Product Liability

Jury sides with CA man who was injured after striking wild pig

It seems bizarre that a man could be awarded millions of dollars after striking a wild pig while motorcycling along a road in California, but that’s what happened to Adam Rogers, a 45-year-old resident of Seaside. Rogers was biking along Highway 1 in 2003 when he struck the pig around midnight, whereupon he was thrown from his motorcycle, receiving several debilitating and permanent injuries. A former champion kick boxer and karate instructor, Rogers spent months in a coma after the wreck and is now wheelchair bound. He also undergoes intensive physical therapy to this day and will continue to require a great deal of medical attention for the rest of his life.

The incident seems like just one of those things that happens – a freak accident that’s just as much the pig’s fault as anyone else’s. So why did the jury award Rogers $8.6 million?

After hearing court testimony, the jury in Rogers’ case found California state highway officials to blame for the accident.

“When we began, people said the state can’t be held responsible for a wild animal and, as a general rule, that’s true,” the plaintiff’s attorney told the Silicon Valley Mercury News. “But the jury found that this was a situation the state created itself and then didn’t do anything about.”

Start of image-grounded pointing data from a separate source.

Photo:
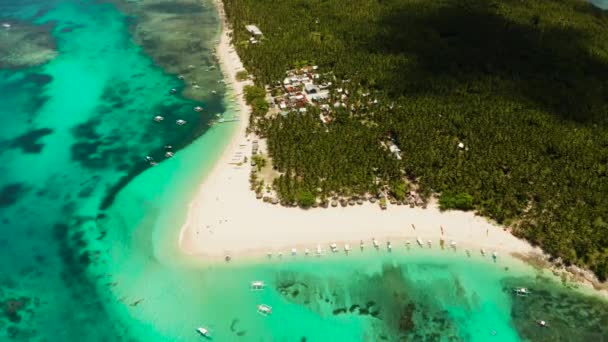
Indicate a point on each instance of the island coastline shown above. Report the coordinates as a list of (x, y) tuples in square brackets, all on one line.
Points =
[(225, 219)]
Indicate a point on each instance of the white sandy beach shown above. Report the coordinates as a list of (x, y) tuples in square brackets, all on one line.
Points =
[(226, 218)]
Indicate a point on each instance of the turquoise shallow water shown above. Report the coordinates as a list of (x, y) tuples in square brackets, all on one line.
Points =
[(74, 136)]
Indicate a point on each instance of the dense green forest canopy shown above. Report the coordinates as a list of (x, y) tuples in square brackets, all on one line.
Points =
[(522, 84)]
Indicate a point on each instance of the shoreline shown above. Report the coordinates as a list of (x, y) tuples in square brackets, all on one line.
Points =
[(225, 218)]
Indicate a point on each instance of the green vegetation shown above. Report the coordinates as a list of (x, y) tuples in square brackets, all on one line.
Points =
[(256, 97), (260, 162), (461, 201), (522, 84), (242, 75), (306, 199)]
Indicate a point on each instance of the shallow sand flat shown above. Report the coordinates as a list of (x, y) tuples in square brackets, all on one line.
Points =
[(226, 218)]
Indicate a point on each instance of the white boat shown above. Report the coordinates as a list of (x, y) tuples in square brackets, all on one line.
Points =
[(203, 331), (521, 291), (420, 243), (257, 285), (264, 309)]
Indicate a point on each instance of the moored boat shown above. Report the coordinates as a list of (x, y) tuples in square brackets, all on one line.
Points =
[(521, 291), (264, 309), (203, 331), (257, 285)]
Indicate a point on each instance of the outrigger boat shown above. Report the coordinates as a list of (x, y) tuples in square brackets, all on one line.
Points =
[(264, 309), (521, 291), (203, 331), (334, 247), (420, 243), (257, 285)]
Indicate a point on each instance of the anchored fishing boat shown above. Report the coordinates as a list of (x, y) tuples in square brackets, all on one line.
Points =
[(203, 331), (257, 285), (264, 309)]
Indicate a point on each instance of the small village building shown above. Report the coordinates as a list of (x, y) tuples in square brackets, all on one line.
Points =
[(254, 30), (310, 88)]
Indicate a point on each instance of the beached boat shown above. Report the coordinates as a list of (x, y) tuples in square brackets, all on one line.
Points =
[(203, 331), (521, 291), (257, 285), (264, 309)]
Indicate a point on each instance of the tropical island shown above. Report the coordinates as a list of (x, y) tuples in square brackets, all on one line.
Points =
[(477, 106), (498, 107)]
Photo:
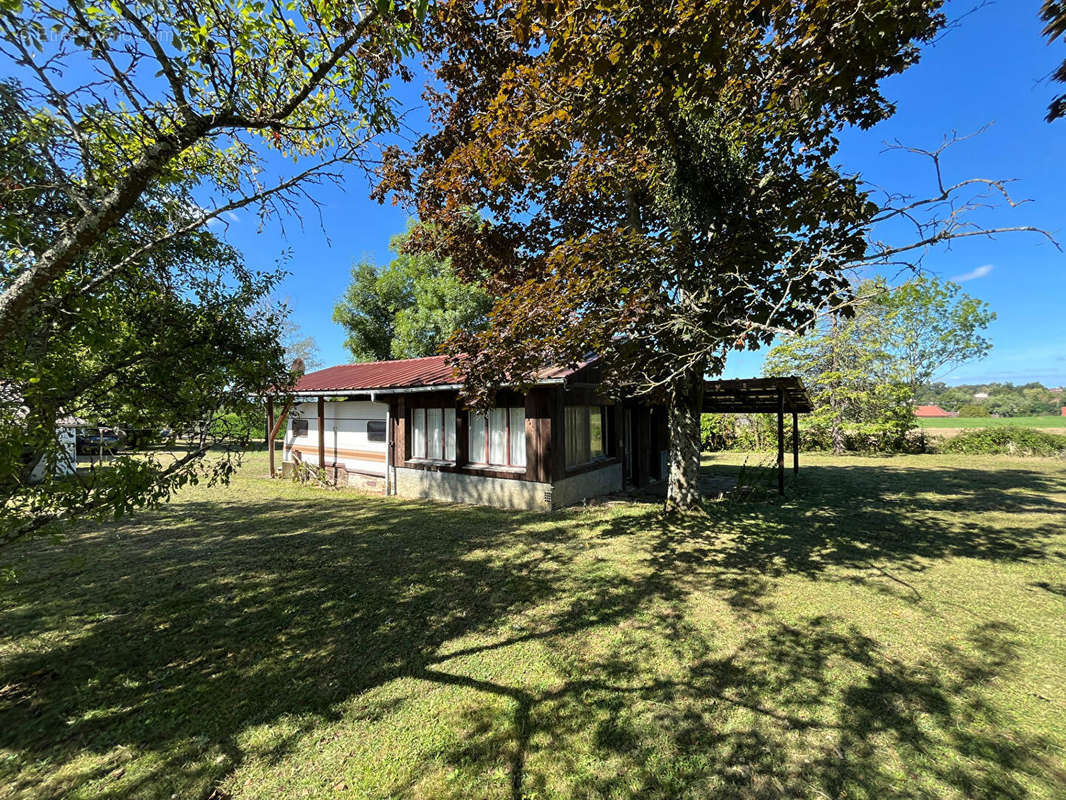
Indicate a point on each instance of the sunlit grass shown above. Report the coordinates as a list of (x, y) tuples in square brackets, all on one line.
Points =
[(892, 629)]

Rogers’ attorney argued that the state is responsible for the accident because it knew that some vegetation from an environmental restoration project along the road attracted a growing number of wild pigs, but neglected to do anything about the problem.

It was only after Rogers’ accident that the state erected pig crossing signs to warn motorists. Later, the state hired hunters to thin the pig population in the area.

The state argued that Rogers crashed into the pig because he had a blood alcohol level of .10 at the time of the accident. The jury agreed that Rogers was negligent in that regard, which likely diminished his overall reward, but the jurors believed that the state’s negligence was far greater. Experts demonstrated on the plaintiff’s behalf the difficulty anyone would have seeing wild pigs in the road at midnight.

The court designated about $6.8 million of the reward for Rogers’ future medical bills. Rogers’ wife received $500,000 for “loss of consortium.” The remaining sum covers loss of income, medical expenses already incurred, and other damages.